Pennsylvania mandates masks be worn inside private homes if guests are over

Given the potentially criminal spectacle that passed for election management, it may be understandable that some in Pennsylvania should wear masks, but officials in the Keystone State may have gone too far with a mandate requiring residents to wear facemasks inside their own homes.

With COVID-19 reportedly surging around the country and a vaccine expected soon, a number of Democrat-run states inch closer to another round of lockdowns and seem dead set on interfering with holiday plans.


In California, the state was limiting who can come to your home, how many, and even for how long, but Gov. Gavin Newsom decided to trump that this week, issuing a Stay-at-Home order. In Oregon, Gov. Kate Brown issued a two-week freeze order that limits indoor and outdoor gatherings to six people from no more than two households, under the threat of jail — violators face up to 30 days in the hoosegow and/or $1,250 in fines.

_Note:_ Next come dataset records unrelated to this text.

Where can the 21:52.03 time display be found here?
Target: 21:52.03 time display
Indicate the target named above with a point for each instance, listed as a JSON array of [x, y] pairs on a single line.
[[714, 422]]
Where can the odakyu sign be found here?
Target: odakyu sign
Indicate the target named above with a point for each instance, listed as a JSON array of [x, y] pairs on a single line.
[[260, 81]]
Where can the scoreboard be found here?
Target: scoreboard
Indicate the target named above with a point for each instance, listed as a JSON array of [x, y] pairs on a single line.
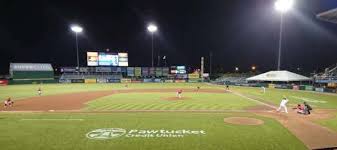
[[107, 59]]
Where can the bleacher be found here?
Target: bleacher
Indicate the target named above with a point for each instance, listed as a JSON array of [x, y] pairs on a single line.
[[70, 76], [233, 79], [328, 76]]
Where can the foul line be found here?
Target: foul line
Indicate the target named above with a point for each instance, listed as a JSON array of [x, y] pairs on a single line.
[[51, 119], [257, 101]]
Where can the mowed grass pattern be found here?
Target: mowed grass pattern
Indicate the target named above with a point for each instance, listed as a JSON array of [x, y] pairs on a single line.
[[317, 100], [18, 134], [160, 101], [18, 92]]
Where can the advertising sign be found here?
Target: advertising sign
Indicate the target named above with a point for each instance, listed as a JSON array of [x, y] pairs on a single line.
[[152, 71], [145, 71], [3, 82], [166, 71], [131, 71], [138, 71], [123, 59], [107, 59], [103, 69], [159, 71], [92, 58]]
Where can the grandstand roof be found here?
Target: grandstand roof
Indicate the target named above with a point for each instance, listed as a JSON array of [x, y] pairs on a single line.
[[282, 76], [30, 67], [329, 16]]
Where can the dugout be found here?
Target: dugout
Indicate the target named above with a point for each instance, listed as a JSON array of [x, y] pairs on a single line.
[[280, 78], [30, 73]]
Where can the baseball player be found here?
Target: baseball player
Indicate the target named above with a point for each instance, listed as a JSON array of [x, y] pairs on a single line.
[[39, 91], [283, 104], [8, 102], [263, 89], [179, 93]]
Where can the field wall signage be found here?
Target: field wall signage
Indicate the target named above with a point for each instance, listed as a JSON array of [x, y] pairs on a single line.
[[110, 133]]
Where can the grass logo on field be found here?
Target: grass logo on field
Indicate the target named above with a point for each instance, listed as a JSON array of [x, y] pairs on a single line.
[[110, 133], [107, 133]]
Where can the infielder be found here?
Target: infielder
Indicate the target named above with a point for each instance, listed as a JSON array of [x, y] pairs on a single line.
[[8, 102], [263, 89], [39, 91], [283, 105], [179, 93]]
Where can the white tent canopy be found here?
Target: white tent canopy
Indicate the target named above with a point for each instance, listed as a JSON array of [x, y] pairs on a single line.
[[281, 76]]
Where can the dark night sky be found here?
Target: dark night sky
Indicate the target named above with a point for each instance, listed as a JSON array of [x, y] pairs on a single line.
[[238, 32]]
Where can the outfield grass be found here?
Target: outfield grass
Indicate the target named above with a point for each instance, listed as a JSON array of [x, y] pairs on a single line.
[[330, 123], [30, 90], [69, 135], [317, 100], [159, 101]]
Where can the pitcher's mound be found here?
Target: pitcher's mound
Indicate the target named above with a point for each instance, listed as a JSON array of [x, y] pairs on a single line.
[[243, 121], [175, 98]]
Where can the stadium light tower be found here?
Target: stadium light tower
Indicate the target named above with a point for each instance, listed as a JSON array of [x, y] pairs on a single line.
[[282, 6], [152, 29], [77, 29]]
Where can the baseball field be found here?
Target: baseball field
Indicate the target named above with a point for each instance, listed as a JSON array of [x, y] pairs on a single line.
[[150, 116]]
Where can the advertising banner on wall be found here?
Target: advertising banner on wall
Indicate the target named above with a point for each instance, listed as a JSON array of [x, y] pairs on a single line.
[[138, 71], [159, 71], [101, 80], [103, 69], [107, 59], [124, 69], [131, 71], [181, 70], [84, 69], [77, 80], [68, 69], [119, 69], [181, 76], [145, 71], [123, 59], [152, 71], [3, 82], [166, 71], [194, 76], [92, 58], [90, 81], [113, 80]]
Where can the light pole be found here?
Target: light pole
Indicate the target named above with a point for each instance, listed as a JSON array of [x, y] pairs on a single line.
[[152, 29], [282, 6], [77, 29]]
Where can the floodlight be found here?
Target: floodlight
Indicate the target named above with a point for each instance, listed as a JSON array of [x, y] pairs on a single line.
[[284, 5], [76, 29], [152, 28]]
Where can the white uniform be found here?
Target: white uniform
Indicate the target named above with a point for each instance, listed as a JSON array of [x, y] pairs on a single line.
[[283, 105]]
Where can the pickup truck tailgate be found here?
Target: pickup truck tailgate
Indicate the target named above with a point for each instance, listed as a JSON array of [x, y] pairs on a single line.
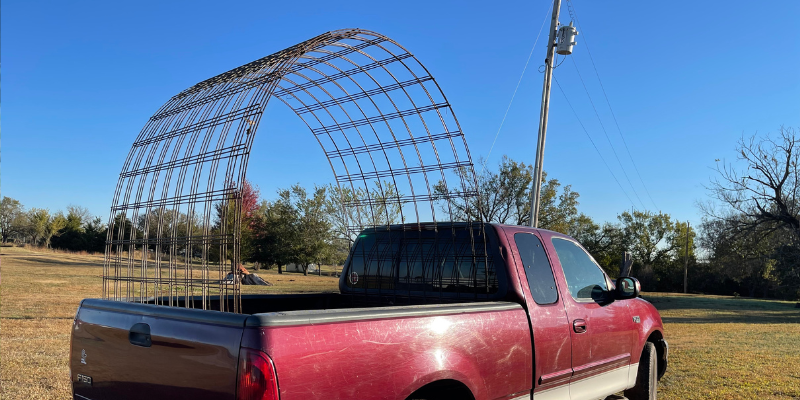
[[138, 351]]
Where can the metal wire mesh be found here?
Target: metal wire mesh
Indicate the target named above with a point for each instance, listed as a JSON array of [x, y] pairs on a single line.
[[381, 119]]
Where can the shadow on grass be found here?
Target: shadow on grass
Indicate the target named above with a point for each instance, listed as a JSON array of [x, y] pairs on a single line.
[[45, 260], [678, 308]]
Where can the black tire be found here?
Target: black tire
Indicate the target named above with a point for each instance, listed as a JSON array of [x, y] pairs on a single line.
[[647, 377]]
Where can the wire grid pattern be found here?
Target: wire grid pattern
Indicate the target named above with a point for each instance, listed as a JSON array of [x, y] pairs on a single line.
[[384, 124]]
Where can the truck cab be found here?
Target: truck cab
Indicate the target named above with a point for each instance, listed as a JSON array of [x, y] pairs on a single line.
[[438, 311]]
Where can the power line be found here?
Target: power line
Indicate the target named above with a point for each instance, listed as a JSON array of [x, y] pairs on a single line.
[[606, 133], [574, 15], [592, 141], [516, 88]]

But the Pennsylvania Department of Health told residents there to wear face masks in their own homes when guests are over “to control the spread of [COVID-19].

The “new mitigation efforts” issued by transgender Health Secretary Rachel Levine include “strengthening” a masking order and requiring visitors from another state to get tested within 72 hours before entering Pennsylvania.

“Masks are still required. Indoors: masks now required anytime you’re with people outside of your household, even if you’re socially distant,” the department said in a tweet. “Applies to all indoor facilities + if you have people in your home not part of your household.”

Levine called on residents to do the “selfless, right thing.”

“We must remain united in stopping COVID-19. Wear a mask, wash your hands, stay apart and download the COVID Alert PA app. If you test positive, please answer the call of the case reviewer and provide information that can help protect others. It’s the selfless, right thing to do,” Levine said.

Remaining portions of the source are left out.